I recently wrote about one of my industry heroines, Emma Taylor of Nimbus Ninety [Sourcing a new agenda].  I have now to admit to having been smitten by another, Carrie Bishop of FutureGov.

Carrie spoke at a recent conference The G-Cloud in Practice, which I had the privilege of chairing. Her background is in social work in the London Borough of Barnet. With her collaborator Dominic Campbell she has created a web-based capability for enabling the work of social workers called Patchwork. What to be impressed by?

Well, I write as yet another sad story of child cruelty and murder (the case of Daniel Pelka, whose mother and step father received 30-year sentences on August 2) has dramatised the horrendous challenges that the diversity of social work professionals in schools, police, social services, and local housing face in alerting themselves and each other to potential cases where their intervention is required – and ideally enabling early respose to signals of pending trouble.

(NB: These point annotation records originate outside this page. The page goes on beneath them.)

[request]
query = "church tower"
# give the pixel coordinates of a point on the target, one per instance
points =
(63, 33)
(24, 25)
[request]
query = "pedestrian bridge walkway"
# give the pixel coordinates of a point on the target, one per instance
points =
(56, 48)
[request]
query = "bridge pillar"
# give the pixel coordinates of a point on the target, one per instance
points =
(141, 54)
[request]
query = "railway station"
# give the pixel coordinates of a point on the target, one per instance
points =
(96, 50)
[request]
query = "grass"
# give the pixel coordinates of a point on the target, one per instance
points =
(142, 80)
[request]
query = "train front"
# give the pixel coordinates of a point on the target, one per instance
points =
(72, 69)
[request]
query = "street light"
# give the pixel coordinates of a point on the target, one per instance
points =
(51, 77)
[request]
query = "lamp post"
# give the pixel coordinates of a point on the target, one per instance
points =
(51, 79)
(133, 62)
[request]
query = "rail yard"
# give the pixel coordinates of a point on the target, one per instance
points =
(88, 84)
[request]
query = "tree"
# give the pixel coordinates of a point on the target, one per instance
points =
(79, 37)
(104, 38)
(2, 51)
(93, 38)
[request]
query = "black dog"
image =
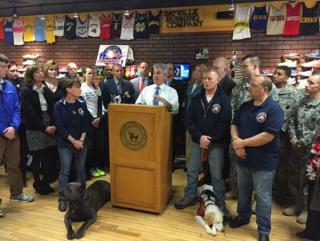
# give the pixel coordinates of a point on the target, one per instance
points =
(84, 204)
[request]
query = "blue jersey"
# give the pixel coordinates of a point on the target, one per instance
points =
(8, 32)
(40, 29)
(259, 18)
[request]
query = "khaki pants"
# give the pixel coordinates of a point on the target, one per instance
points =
(10, 151)
(188, 146)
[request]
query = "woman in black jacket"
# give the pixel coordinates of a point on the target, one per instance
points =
(37, 114)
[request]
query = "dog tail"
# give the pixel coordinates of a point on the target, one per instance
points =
(200, 220)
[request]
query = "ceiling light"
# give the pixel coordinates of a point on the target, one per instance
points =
(126, 13)
(231, 7)
(14, 13)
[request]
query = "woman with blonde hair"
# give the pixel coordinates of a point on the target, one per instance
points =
(37, 114)
(51, 71)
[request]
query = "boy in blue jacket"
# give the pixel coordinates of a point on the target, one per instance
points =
(9, 140)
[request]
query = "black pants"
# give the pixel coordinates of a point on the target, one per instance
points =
(24, 151)
(44, 162)
(95, 148)
(313, 220)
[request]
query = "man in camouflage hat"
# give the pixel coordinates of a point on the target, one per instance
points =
(303, 122)
(288, 96)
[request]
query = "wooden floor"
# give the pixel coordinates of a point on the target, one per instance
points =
(41, 221)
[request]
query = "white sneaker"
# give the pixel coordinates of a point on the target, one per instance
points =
(289, 63)
(312, 64)
(306, 73)
(302, 218)
(22, 198)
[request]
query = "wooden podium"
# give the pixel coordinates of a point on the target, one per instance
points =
(140, 156)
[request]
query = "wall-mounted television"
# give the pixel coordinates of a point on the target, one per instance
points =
(181, 71)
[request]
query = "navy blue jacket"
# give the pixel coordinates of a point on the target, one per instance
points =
(71, 119)
(9, 107)
(211, 119)
(252, 120)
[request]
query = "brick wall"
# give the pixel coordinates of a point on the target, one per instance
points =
(178, 47)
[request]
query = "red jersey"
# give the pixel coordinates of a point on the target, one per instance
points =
(292, 22)
(2, 29)
(105, 24)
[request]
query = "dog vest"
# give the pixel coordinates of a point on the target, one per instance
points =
(206, 199)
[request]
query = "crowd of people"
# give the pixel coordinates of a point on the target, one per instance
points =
(260, 134)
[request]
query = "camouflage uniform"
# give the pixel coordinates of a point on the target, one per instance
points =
(288, 96)
(303, 122)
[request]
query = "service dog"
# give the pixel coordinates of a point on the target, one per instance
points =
(209, 216)
(83, 205)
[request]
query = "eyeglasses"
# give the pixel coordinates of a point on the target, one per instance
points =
(3, 65)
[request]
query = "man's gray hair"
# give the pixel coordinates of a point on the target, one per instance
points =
(254, 59)
(266, 82)
(161, 66)
(316, 73)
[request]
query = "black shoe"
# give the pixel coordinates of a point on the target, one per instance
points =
(226, 214)
(237, 222)
(183, 203)
(305, 235)
(263, 237)
(62, 206)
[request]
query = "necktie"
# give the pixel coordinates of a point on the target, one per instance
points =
(142, 84)
(156, 102)
(119, 87)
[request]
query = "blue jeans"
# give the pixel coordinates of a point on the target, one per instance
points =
(260, 181)
(216, 160)
(67, 155)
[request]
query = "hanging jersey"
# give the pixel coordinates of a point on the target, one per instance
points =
(154, 22)
(127, 27)
(18, 31)
(69, 28)
(241, 23)
(28, 34)
(276, 20)
(39, 29)
(50, 29)
(259, 18)
(2, 29)
(116, 25)
(94, 26)
(292, 24)
(82, 28)
(141, 27)
(59, 26)
(105, 26)
(309, 20)
(8, 33)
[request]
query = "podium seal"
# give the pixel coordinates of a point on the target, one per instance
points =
(133, 135)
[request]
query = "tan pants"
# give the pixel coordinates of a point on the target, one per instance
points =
(10, 151)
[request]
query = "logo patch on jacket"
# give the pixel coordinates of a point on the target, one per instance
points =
(216, 108)
(261, 117)
(81, 112)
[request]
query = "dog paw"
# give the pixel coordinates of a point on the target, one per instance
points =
(71, 235)
(80, 234)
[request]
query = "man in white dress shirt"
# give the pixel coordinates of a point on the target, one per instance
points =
(159, 93)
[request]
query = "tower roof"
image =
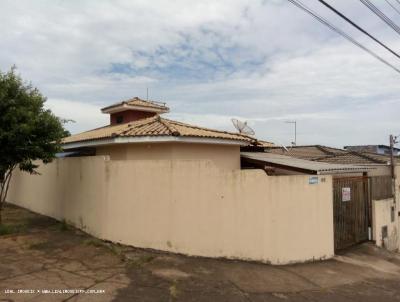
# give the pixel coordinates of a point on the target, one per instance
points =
(136, 104)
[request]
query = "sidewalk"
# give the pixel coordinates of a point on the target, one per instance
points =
(48, 255)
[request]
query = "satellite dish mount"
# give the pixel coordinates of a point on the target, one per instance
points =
(242, 127)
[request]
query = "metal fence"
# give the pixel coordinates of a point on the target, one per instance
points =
(381, 187)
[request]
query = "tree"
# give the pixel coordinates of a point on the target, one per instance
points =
(28, 132)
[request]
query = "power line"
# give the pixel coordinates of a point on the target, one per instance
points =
(342, 33)
(381, 15)
(358, 27)
(392, 6)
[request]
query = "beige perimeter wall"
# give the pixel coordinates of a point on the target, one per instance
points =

In Carrie’s words ‘how can we free up people involved in safeguarding to prioritise their time with clients, join up services around children and families and surface patterns for earlier intervention sooner?’.  Especially as ‘most social work teams are operating with a 20–30% vacancy rate and 12% turnover which means relationships aren’t consistent’.

In her presentation to the conference Carrie used two constrasting slides to dramatise the weakness of the traditional IT systems development approach. The first illustrated a classic complexity of process flow diagrammatics detailing ‘Core Case Management Operations’. The second I can best describe as a dense visual tumult of autumn leaves caught in a severe storm - in Carrie’s diagnosis ‘social networks + weak ties = need for an organisational immune system’.

Here Carrie delivered a sharp insight into why so many IT projects that set about addressing the complexities of the human dimension fail. The classic approach of the highly methodical Systems Analyst (the process flow diagammatics) ultimately risks paralysis by analysys.

Instead sharp-end practioners, deeply intimate with the frustrating realities of the world they work in, set about exploiting simple tools of communication and social media, steadily interlinking (service integration) as experience and practical insight suggests, rapidly learning by doing... And the result is Patchwork – the name says it all.

The evidence shared at the conference indicates that Patchwork delivers, and that uptake has been rapid. And it already has initial export sales into local government around Melbourne in Australia.

Here is what I call innovation in the new sourcing. Patchwork was created rapidly from initial workshops – small scale, practitioner-driven, pilot design, exploiting simple tools, rapid scaling as experience was gained. It did not require a multi-million pound project taking years. It did not have to worry about compute, data storage, network, comms, security and regulatiory compliance – all of that was provided by the integrated IaaS/network G-Cloud capabilities provided by SCC – and that enabled rapid scaling as uptake grew.

Here is a reality check on the insights I set out in my most recent column Sourcing a New Agenda . I observed that the spread of entries I had been judging for the EuroCloud 2013 Awads confirmed my view that our industry is steadily layering into two broad business arenas.

The first arena brings together underlying capabilities such as IaaS and Networks Services - increasingly as platforms that integrate the above into coherent, and secure, operational capabilities ‘in the Cloud’. SCC one example: delivering a series of G-Cloud platforms at different groupings of security Incident Levels (ILs) – including for IL4 and higher. Robust, secure, competitive capabilities for Patchwork to exploit!

The second is the flowering of focused services delivered as Apps and as SaaS: relevant & innovative services for business & government - and even social service capabilities such as Patchwork!

FutureGov was not the only company showcased at the SCC conference. Another impressive story was told by NQC, a ten-year-old Manchester-based small venture.

NQC’s expertise is in supply-chain management and assurance. It was given the opportunity to bid for a Cabinet Office/Government Procurement Service modernisation of an exisiting cross-government system with over 80,000 registered suppliers and almost 80,000 customers in play. NQC was able to create the winning facility in eight weeks flat, exploiting its established systems and experience on the operational G-Cloud platform provided by SCC – a capability that was already fully compliant with the relevant government security and regulatory requirements.